“Without any doubt, London is one of the best cities in the world for modern architecture. But it is also one of the biggest cities in the world, and it does not make a display of its best things. A visitor looking for new buildings in the City and the West End might well be justified in turning away with a shudder. Yet delightful things may be waiting for him in Lewisham or St. Albans.” – Ian Nairn, from the Foreword to Modern Buildings in London.
As one of the few architectural critics to eschew purely aesthetic modes of analysis, Ian Nairn*rsquo;s timeless books on modern urban cities have been hailed as some of the most significant writing about contemporary Britain, while also being praised as alternative ‘guidebooks’ for curious travellers.

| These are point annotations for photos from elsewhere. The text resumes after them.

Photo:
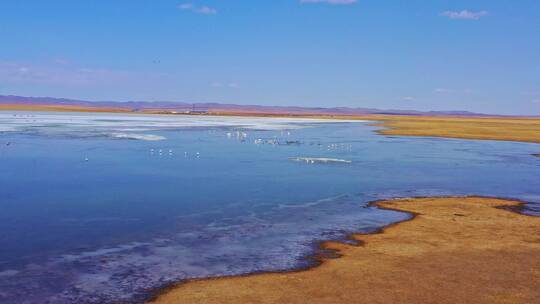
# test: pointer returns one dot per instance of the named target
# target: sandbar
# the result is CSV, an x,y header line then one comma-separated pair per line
x,y
452,250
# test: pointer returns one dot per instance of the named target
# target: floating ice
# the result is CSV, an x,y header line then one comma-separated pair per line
x,y
147,137
321,160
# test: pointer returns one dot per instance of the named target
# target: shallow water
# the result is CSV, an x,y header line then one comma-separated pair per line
x,y
97,208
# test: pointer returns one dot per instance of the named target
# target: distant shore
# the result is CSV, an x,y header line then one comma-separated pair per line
x,y
453,250
524,129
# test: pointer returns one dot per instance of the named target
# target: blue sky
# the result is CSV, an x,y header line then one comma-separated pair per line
x,y
428,55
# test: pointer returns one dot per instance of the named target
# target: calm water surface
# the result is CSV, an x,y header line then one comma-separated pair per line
x,y
97,208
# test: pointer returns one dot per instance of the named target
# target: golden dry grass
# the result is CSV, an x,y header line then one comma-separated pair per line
x,y
60,108
456,250
509,129
485,128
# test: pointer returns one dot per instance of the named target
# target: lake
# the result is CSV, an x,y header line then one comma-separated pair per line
x,y
99,208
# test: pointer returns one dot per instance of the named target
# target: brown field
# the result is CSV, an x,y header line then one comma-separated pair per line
x,y
60,108
524,129
455,250
499,128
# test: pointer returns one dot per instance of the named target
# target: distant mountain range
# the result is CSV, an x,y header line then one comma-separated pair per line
x,y
15,102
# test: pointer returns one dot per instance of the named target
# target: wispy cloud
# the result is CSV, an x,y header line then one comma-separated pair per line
x,y
64,74
465,14
205,10
230,85
333,2
442,90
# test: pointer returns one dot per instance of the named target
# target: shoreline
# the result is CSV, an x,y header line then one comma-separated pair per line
x,y
211,290
501,128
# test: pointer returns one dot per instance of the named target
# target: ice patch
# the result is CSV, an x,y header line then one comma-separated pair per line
x,y
320,160
147,137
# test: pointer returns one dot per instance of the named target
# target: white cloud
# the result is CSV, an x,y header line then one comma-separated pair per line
x,y
333,2
65,75
230,85
205,10
442,90
465,14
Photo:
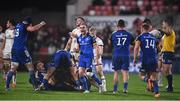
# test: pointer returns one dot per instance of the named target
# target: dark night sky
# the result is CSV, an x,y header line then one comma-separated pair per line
x,y
43,5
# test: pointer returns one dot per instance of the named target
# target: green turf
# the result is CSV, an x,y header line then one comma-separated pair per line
x,y
136,91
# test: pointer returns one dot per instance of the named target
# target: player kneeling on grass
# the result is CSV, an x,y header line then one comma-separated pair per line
x,y
147,42
59,75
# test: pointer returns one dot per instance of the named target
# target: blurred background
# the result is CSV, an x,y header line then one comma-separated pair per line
x,y
103,14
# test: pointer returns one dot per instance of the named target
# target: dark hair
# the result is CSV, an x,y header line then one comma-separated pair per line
x,y
12,21
79,17
121,23
145,26
169,20
147,21
36,63
27,20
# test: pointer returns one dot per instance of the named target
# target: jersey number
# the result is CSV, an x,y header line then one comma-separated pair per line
x,y
16,32
121,42
150,43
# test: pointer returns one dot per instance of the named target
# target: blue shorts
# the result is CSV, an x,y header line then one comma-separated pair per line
x,y
85,62
149,67
121,62
61,60
21,56
167,57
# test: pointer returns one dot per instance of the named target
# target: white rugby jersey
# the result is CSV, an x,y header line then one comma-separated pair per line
x,y
9,36
74,43
99,42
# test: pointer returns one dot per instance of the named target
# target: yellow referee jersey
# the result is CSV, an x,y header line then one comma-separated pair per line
x,y
168,42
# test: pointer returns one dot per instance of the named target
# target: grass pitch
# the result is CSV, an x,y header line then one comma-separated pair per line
x,y
136,91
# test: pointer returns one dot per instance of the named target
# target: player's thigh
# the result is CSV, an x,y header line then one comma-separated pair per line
x,y
116,63
88,63
23,57
150,67
167,57
125,63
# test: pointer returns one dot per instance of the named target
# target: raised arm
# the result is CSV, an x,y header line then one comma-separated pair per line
x,y
32,28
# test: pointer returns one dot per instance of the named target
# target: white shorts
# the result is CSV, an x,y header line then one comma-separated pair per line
x,y
7,55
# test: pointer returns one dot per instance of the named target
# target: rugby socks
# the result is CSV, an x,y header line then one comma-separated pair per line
x,y
156,88
77,83
96,79
9,77
169,79
115,88
145,79
103,80
125,85
45,82
84,82
32,78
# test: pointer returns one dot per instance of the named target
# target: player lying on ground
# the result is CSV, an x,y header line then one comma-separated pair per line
x,y
61,79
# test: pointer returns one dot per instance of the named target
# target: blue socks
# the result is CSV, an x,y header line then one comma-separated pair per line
x,y
32,78
45,82
96,79
115,88
125,85
169,79
156,88
9,77
77,83
145,79
84,82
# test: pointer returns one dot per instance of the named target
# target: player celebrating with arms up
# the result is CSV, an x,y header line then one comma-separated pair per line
x,y
19,50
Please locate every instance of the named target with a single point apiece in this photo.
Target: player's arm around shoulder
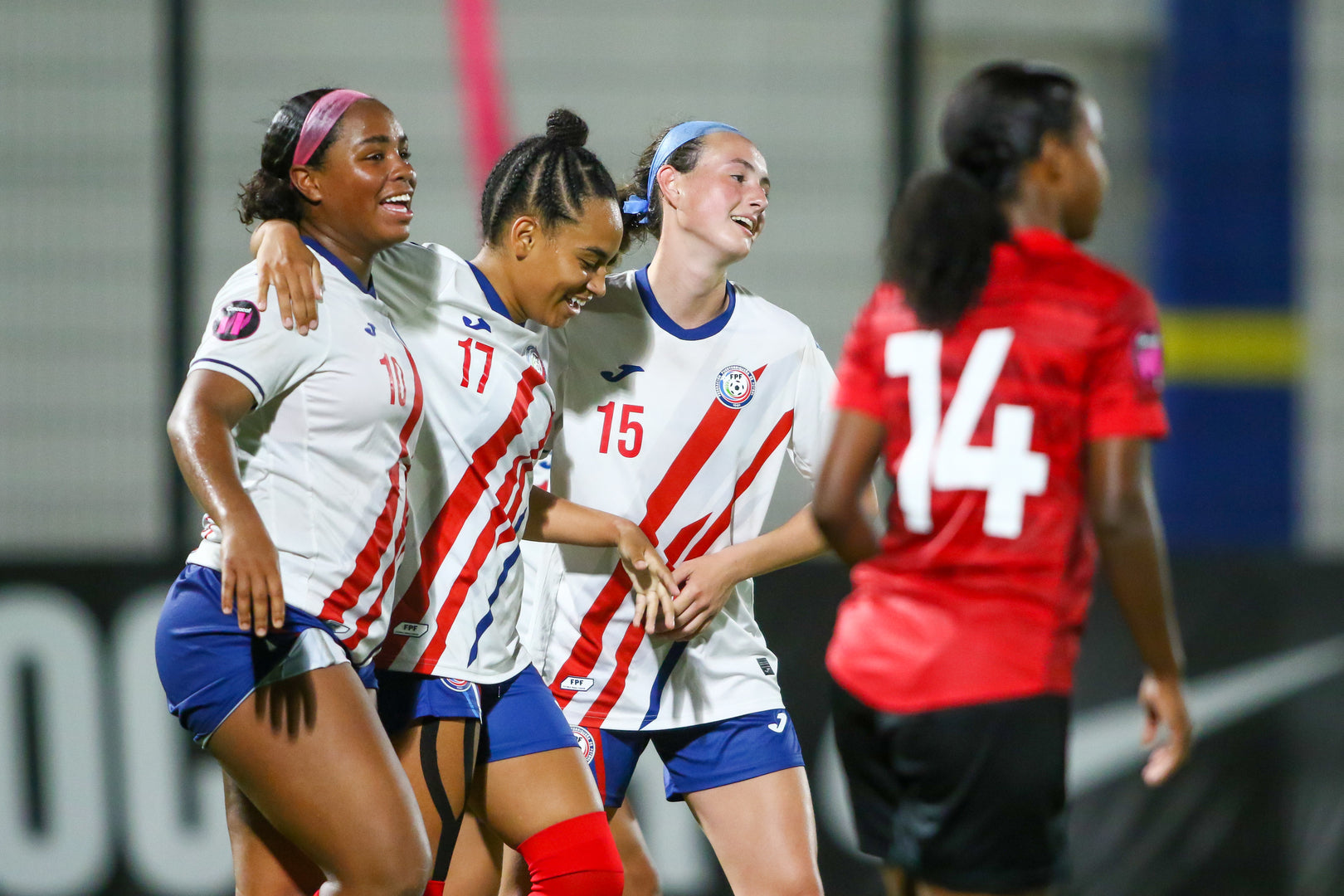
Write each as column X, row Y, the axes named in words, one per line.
column 286, row 268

First published in 1964, Modern Buildings in London celebrates the character of buildings that were immediately recognisable as ‘modern’ in 1964, many of which were not the part of the well-known landscape of London but instead were gems that Nairn stumbled across. Written ‘by a layman for laymen’, Nairn’s take on modern design includes classic buildings such as the Barbican, the former BBC Television Centre and the Penguin Pool at Regent’s Park Zoo as well as schools, old timber yards, ambulance stations, car parks and even care homes.

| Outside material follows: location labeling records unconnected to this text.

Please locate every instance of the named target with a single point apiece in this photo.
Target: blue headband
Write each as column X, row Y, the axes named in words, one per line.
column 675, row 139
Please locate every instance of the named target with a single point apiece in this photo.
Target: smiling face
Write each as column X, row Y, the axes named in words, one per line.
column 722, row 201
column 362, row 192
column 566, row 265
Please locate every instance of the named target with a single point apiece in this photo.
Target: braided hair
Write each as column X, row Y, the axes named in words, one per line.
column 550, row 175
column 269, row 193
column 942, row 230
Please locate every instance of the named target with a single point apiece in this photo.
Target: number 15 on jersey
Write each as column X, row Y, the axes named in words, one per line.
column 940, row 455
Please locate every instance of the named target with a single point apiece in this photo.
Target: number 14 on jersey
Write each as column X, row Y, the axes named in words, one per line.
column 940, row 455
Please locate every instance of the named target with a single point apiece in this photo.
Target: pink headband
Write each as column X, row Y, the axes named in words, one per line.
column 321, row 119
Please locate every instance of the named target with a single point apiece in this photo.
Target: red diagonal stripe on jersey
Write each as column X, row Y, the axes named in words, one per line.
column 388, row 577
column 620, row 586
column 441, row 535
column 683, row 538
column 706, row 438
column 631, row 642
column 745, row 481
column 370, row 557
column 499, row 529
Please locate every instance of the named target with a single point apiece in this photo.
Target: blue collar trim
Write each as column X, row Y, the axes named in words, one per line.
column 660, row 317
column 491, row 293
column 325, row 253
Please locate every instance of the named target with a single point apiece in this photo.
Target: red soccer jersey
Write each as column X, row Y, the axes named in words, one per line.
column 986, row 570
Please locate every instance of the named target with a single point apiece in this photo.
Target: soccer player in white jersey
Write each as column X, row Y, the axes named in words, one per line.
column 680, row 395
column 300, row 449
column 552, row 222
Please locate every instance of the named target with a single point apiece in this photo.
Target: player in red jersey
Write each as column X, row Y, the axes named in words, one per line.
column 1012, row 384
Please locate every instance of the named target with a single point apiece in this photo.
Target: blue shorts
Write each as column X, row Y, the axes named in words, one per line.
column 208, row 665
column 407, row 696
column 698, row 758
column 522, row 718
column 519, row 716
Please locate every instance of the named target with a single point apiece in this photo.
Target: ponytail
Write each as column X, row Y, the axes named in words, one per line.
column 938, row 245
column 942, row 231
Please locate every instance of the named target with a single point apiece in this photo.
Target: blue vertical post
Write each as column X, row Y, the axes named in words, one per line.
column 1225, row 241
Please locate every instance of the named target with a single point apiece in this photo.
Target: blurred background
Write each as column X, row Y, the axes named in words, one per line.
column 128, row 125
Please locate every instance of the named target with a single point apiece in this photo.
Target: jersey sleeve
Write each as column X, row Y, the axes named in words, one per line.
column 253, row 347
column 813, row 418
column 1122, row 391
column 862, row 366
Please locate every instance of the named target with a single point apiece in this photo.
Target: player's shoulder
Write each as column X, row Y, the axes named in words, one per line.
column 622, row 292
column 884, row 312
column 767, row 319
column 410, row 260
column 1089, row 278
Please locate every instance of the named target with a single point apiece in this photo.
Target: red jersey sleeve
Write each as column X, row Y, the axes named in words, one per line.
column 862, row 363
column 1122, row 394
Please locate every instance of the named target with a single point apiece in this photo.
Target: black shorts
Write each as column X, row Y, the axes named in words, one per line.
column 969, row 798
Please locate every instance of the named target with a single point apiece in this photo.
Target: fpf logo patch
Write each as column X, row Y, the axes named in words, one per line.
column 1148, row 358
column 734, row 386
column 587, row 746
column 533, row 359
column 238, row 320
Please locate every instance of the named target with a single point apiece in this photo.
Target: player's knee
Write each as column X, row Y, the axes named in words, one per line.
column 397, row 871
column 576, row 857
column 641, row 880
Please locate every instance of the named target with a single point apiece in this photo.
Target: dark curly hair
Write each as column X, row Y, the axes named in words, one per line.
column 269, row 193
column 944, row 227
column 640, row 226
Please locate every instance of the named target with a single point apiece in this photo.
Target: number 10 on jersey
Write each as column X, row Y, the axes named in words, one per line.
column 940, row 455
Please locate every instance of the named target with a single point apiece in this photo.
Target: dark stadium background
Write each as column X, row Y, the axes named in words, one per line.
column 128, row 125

Ian Nairn (1930-1983) was a British architectural critic and topographer who coined the term ‘subtopia’ for the areas around cities that had in his view been failed by urban planning, losing their individuality and spirit of place. In the 1960s he contributed to the volumes on Surrey and Sussex in Nikolaus Pevsner’s Buildings of England series and published a number of his own books, including Nairn’s Paris and Nairn’s Towns, both published by Notting Hill Editions.

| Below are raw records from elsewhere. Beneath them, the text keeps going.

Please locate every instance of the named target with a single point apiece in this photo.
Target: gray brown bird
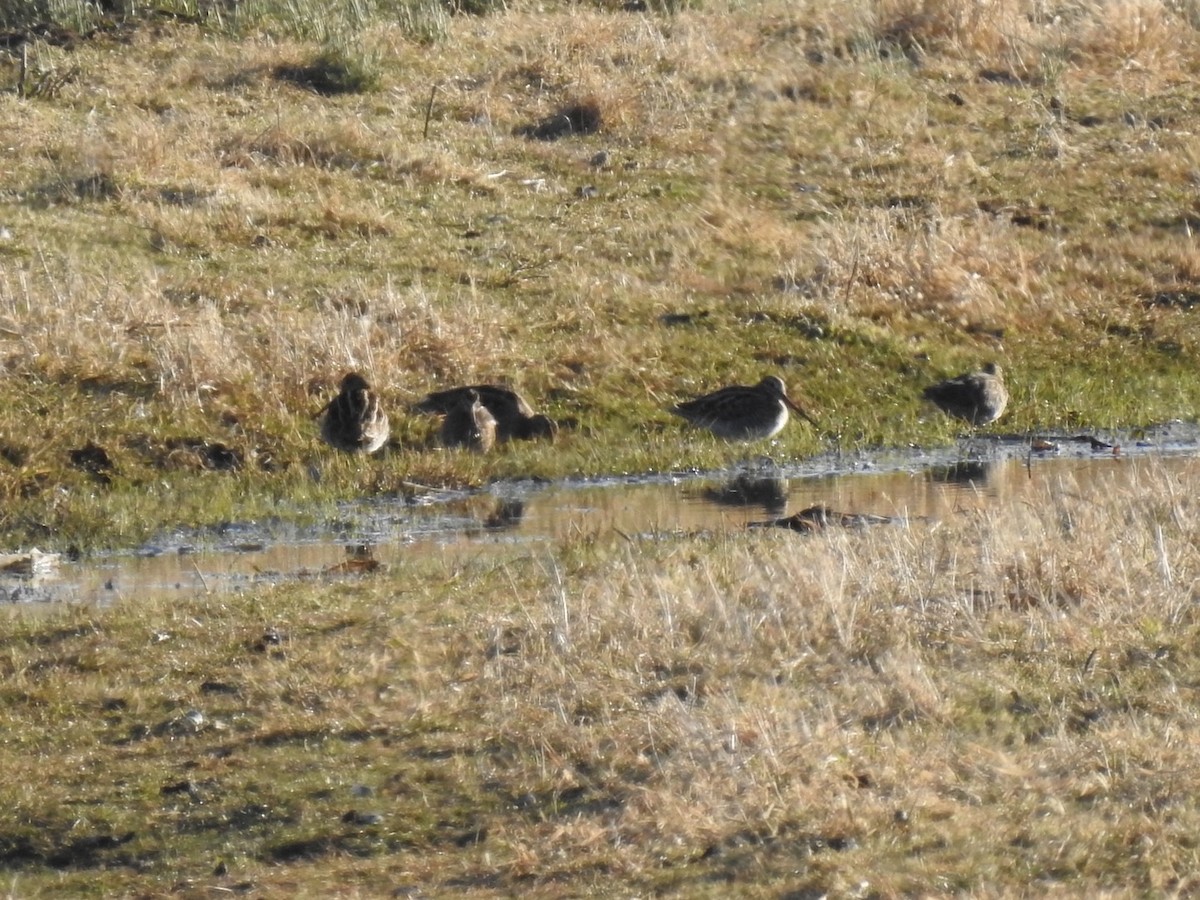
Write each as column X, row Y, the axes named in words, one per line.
column 742, row 413
column 353, row 420
column 976, row 397
column 469, row 425
column 515, row 419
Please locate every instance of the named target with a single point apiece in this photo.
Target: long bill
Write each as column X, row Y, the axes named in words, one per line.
column 799, row 412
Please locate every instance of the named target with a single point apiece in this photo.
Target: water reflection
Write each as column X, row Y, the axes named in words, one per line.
column 965, row 472
column 519, row 520
column 750, row 490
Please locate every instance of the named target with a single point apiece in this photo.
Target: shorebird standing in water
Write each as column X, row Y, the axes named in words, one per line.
column 469, row 425
column 743, row 413
column 353, row 420
column 976, row 397
column 515, row 419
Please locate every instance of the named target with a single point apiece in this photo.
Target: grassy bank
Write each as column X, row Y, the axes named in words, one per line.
column 208, row 220
column 996, row 703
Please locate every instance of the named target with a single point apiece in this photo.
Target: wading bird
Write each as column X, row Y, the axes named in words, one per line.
column 515, row 419
column 353, row 420
column 469, row 425
column 976, row 397
column 743, row 413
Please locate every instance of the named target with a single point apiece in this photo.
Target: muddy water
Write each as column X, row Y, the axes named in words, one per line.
column 515, row 519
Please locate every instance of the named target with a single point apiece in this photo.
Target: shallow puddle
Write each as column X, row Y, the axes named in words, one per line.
column 515, row 519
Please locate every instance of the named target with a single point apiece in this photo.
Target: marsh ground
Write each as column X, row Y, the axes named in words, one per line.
column 207, row 217
column 207, row 221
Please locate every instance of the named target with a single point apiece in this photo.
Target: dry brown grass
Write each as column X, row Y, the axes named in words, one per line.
column 990, row 702
column 857, row 196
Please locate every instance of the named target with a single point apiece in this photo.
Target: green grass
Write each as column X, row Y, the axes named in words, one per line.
column 209, row 222
column 976, row 706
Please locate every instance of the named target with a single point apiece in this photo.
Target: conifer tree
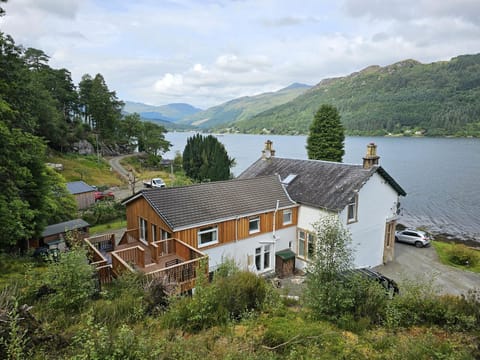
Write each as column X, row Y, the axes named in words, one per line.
column 326, row 138
column 205, row 159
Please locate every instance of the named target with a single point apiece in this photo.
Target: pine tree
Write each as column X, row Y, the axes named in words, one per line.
column 326, row 138
column 205, row 159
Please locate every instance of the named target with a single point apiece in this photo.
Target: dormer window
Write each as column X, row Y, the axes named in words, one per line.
column 352, row 210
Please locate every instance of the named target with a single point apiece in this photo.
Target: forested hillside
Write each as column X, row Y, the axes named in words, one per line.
column 441, row 98
column 244, row 107
column 42, row 112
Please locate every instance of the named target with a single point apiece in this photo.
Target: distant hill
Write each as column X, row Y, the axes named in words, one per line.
column 170, row 112
column 244, row 108
column 441, row 98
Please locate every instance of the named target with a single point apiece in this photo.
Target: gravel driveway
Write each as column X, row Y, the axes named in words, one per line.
column 424, row 265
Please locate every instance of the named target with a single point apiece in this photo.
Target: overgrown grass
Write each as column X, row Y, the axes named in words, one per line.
column 112, row 225
column 89, row 168
column 178, row 178
column 444, row 251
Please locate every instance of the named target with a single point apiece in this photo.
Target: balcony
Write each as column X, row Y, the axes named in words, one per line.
column 172, row 260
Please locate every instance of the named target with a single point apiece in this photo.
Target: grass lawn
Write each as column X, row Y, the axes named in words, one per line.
column 444, row 249
column 88, row 168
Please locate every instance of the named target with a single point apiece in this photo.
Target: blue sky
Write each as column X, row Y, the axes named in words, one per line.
column 208, row 52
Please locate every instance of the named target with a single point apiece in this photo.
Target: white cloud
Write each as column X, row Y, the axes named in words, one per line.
column 212, row 51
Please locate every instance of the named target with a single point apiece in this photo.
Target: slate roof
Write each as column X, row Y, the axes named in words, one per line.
column 200, row 204
column 64, row 226
column 320, row 184
column 78, row 187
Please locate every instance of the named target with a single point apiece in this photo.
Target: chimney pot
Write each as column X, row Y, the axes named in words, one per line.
column 268, row 152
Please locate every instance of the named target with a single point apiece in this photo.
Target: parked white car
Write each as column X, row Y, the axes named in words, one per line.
column 415, row 237
column 154, row 183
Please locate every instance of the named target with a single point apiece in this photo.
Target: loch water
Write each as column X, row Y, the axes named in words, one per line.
column 440, row 175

Travis Elborough is a regular contributor to The Observer and The Guardian but has written for The Times, The Sunday Times, New Statesman, the Oldie, BBC History magazine and Kinfolk among others, and frequently appears on BBC Radio 4 and Five Live.
He has survived interviewing the former (and notoriously bibulous) Dr Who, Tom Baker, in a pub, lectured on ‘retro’ culture and appeared at various literary and music festivals, including Latitude and Green Man, and on a panel discussing Hedonism at the Institute of Contemporary Art in London with a burlesque dancer and the late artist dandy Sebastian Horsley.
Throughout August 2011, he was the guest historian on Russell Kane’s Whistle-Stop Tour, a six-part series for BBC Radio 2.
His essay on ‘Gonzo’ journalism graces the current British edition of Hunter S. Thompson’s Fear and Loathing in Las Vegas. He has contributed interviews with J.G. Ballard to the 2006 editions of The Drowned World and Empire of the Sun. His liner notes can be found on the rear sleeve of 2012’s Words and Music by Saint Etienne.
With Bob Stanley from Saint Etienne, he also co-wrote the script for How We Used to Live, a BFI archive film directed by Paul Kelly, and premiered at the 2013 London Film Festival.